Kopf
Der Oberste Gerichtshof hat am 3. Dezember 1982 in einem verstärkten Senat unter dem Vorsitz des Senatspräsidenten des Obersten Gerichtshofes Dr. Breycha und in Gegenwart des Präsidenten des Obersten Gerichtshofes Prof. Dr. Hartmann, des Vizepräsidenten des Obersten Gerichtshofes Dr. Obauer sowie der Hofräte des Obersten Gerichtshofes Dr. Keller, Dr. Faseth, Dr. Bernardini, Dr. Müller, Dr. Kral, Dr. Kießwetter, Hon. Prof. Dr. Steininger und Dr. Lachner als Richter und des Richteramtsanwärters Dr. Hankiewicz als Schriftführer in der Strafsache gegen Gerhard A und Georg B wegen des Verbrechens des Mißbrauchs der Amtsgewalt nach § 302 Abs. 1 StGB über die vom Angeklagten Gerhard A gegen das Urteil des Landesgerichtes für Strafsachen Wien als Schöffengericht vom 23. Juni 1982, GZ 5 c Vr 1062/82-14, erhobene Nichtigkeitsbeschwerde nach öffentlicher Verhandlung, nach Anhörung der Vorträge der Berichterstatter, Hofräte des Obersten Gerichtshofes Hon. Prof. Dr. Steininger und Dr. Lachner, der Ausführungen des Verteidigers Rechtsanwalt Dr. Pirker und der Ausführungen des Generalprokurators Dr. Schmied zu Recht erkannt:
Spruch
Der Nichtigkeitsbeschwerde wird Folge gegeben, das angefochtene Urteil in Ansehung des Angeklagten Gerhard A sowie gemäß § 290 Abs. 1 StPO auch in Ansehung des Angeklagten Georg B aufgehoben und die Sache zu neuer Verhandlung und Entscheidung an das Erstgericht zurückverwiesen.
Text
Gründe:
Mit dem angefochtenen Urteil wurden der 20-jährige Gerhard A und der 32-jährige Georg B des Verbrechens des Mißbrauchs der Amtsgewalt nach § 302 Abs. 1 StGB schuldig erkannt und hiefür zu (bedingt nachgesehenen) Freiheitsstrafen verurteilt.
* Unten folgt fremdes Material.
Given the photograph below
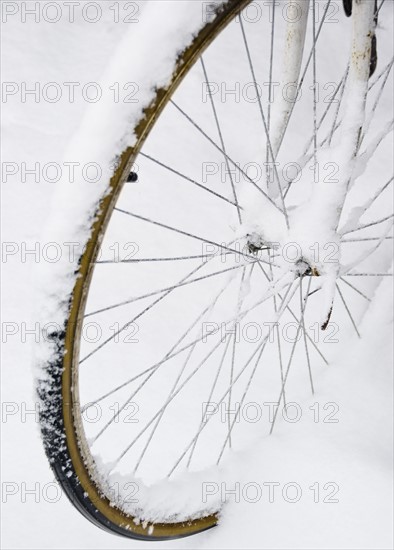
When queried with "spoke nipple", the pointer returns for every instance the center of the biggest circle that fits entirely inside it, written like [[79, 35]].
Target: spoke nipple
[[132, 177]]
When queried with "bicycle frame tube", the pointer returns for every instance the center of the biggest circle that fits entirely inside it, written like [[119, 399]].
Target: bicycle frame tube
[[293, 49]]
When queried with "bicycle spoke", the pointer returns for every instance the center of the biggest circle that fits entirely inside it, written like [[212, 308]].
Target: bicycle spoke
[[190, 180], [347, 310], [221, 140], [264, 122], [355, 289], [237, 167]]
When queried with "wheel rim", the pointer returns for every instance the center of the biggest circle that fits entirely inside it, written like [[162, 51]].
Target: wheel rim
[[73, 420]]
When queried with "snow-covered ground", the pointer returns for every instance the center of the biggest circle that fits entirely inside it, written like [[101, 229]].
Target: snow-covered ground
[[347, 463]]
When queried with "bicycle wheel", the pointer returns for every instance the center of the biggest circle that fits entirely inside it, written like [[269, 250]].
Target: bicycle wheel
[[175, 348]]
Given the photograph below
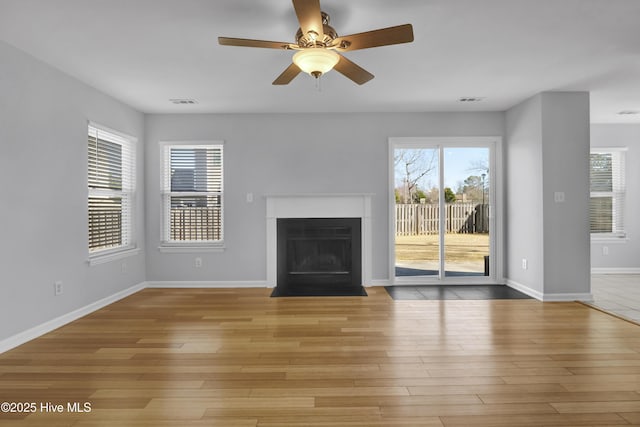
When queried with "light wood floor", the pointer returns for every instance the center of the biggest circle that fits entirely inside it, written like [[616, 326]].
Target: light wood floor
[[166, 357]]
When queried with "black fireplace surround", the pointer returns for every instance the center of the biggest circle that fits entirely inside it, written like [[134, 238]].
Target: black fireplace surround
[[319, 257]]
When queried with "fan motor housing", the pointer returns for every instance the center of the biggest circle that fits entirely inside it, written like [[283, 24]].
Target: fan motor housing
[[310, 39]]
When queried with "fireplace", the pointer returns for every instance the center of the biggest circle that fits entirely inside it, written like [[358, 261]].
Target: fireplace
[[319, 256], [320, 206]]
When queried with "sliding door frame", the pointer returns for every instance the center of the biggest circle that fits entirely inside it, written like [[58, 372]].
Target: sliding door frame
[[496, 222]]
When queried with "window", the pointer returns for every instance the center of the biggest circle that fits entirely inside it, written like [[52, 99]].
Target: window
[[111, 160], [192, 194], [607, 184]]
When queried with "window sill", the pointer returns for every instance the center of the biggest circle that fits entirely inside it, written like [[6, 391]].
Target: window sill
[[187, 249], [609, 239], [103, 258]]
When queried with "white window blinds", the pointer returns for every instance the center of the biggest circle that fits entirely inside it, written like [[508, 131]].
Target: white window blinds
[[607, 184], [111, 187], [193, 193]]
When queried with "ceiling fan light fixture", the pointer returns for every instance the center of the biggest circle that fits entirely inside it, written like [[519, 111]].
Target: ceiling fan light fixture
[[316, 61]]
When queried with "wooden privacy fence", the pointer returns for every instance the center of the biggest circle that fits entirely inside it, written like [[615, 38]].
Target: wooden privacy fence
[[196, 223], [418, 219]]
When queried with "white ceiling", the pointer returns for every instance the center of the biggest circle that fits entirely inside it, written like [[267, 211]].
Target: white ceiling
[[145, 52]]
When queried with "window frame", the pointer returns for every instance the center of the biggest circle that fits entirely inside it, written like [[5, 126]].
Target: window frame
[[128, 193], [618, 194], [187, 246]]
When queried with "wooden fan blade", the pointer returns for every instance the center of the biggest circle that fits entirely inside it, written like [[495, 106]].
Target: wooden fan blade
[[352, 71], [287, 75], [375, 38], [309, 16], [229, 41]]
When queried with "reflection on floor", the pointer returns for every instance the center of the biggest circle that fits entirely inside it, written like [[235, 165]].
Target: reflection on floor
[[451, 292], [618, 294]]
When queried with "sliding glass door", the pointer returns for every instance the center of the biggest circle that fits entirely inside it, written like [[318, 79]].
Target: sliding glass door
[[442, 227]]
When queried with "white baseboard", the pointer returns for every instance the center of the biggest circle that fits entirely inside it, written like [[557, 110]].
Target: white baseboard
[[525, 289], [545, 297], [210, 284], [37, 331], [615, 271]]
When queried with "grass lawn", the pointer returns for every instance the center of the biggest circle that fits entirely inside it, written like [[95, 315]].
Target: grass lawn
[[458, 247]]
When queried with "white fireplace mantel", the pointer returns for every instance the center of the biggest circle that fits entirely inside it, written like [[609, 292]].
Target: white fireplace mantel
[[330, 205]]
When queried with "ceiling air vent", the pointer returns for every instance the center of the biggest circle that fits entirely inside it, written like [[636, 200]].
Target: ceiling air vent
[[183, 101], [471, 99]]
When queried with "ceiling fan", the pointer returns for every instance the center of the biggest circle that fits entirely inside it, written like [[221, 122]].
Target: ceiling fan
[[318, 45]]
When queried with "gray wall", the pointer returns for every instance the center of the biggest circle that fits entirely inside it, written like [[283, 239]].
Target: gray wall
[[624, 254], [43, 193], [311, 153], [547, 151], [523, 187]]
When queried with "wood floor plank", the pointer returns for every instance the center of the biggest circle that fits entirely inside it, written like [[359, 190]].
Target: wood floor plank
[[238, 358]]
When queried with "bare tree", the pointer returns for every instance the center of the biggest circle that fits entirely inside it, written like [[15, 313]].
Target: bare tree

Nach dem Inhalt des Schuldspruchs haben die beiden Angeklagten in Wien als Beamte, nämlich als Paketverlader beim Postamt 1103 (Wien-Südbahnhof) mit dem Vorsatz, Absender und Empfänger von Paketen an ihren Rechten auf deren ordnungsgemäße postalische Beförderung zu schädigen, ihre Befugnis, im Namen des Bundes als dessen Organe in Vollziehung der Gesetze Amtsgeschäfte vorzunehmen, wissentlich dadurch mißbraucht, daß sie aus zur Beförderung bestimmten Paketen, die Gerhard A aufgerissen hatte, Gegenstände an sich nahmen, und zwar 1. Georg B am 18. Dezember 1981 eine Videokassette und 36 Stück S***-AKKU (letztere im Wert von je 32,50 S);
2. Gerhard A in wiederholten Angriffen zwischen dem 1. und dem 18. Dezember 1981 ein Kameragehäuse Yashica FX-D Quartz, Seriennummer 090289, einen Kameratragriemen in einem Plastiksäckchen, 54 Monozellen Rechargeable S***-Voltzabloc in 6 Plastiksäckchen, ein Plastiksäckchen mit Elektronik-Bauteilen, Bezeichnung 500 BC 237 b, ein Plastiksäckchen mit Elektronik-Bauteilen, Bezeichnung 500 BC 307 b, einen BIC-Kugelschreiber, ein Paket Kaugummi, 1 Paket Schokolade, einen Nylonsack mit Kondensatoren, drei Originalsäcke mit Kondensatoren, einen Originalsack mit Mikroprozessoren, vier Originalsäcke mit Transistoren, eine Bedienungsanleitung für Yashica FX-D Quartz, zwei Streifen mit Dioden, einen Streifen Widerstände, einen Fotoapparat Marke Canon AD-1
Nr 1247707 mit Tragriemen, einen Fotoapparat Marke Canon A-1 Nr 919602, ein Blitzlicht Marke Philips Flash-P 28 Computer, einen Taschenradio Marke Sony, zwei Taschenrechner Marke Canon Card LC 20, vier Stück bespielte Musikkassetten, vier Stück Gasfeuerzeuge (Wegwerffeuerzeuge) Marke 'BIC', ein schwarzes Brillenetui Marke Polaroid, drei Stück Filzschreiber Marke Paper-Mate, einen Kugelschreiber mit Etui, Marke Ballograf, eine Filmkamera Marke Eumig 860 und einen Fotoapparat Marke Canon Type A-V-1, Gehäusenummer 862048, Objektivnummer 263561 samt Betriebsanleitung. Das Schöffengericht stellte hiezu fest, daß die Angeklagten Gerhard A und Georg B im Dezember 1981 als Vertragsbedienstete der Post im Verladedienst des Postamts Wien-Südbahnhof tätig waren, wobei ihre Aufgabe darin bestand, zur Postbeförderung bestimmte Pakete in Transportmittel zu verladen. Der Angeklagte A riß in der Zeit zwischen 1. und 18. Dezember 1981 wiederholt derartige Pakete auf und eignete sich daraus Gegenstände an. Am 18. Dezember 1981 unternahm er eine derartige Spoliierung in Gegenwart des Angeklagten B, der aus dem betreffenden Paket eine Videokassette und 36 Akkumulatoren an sich brachte.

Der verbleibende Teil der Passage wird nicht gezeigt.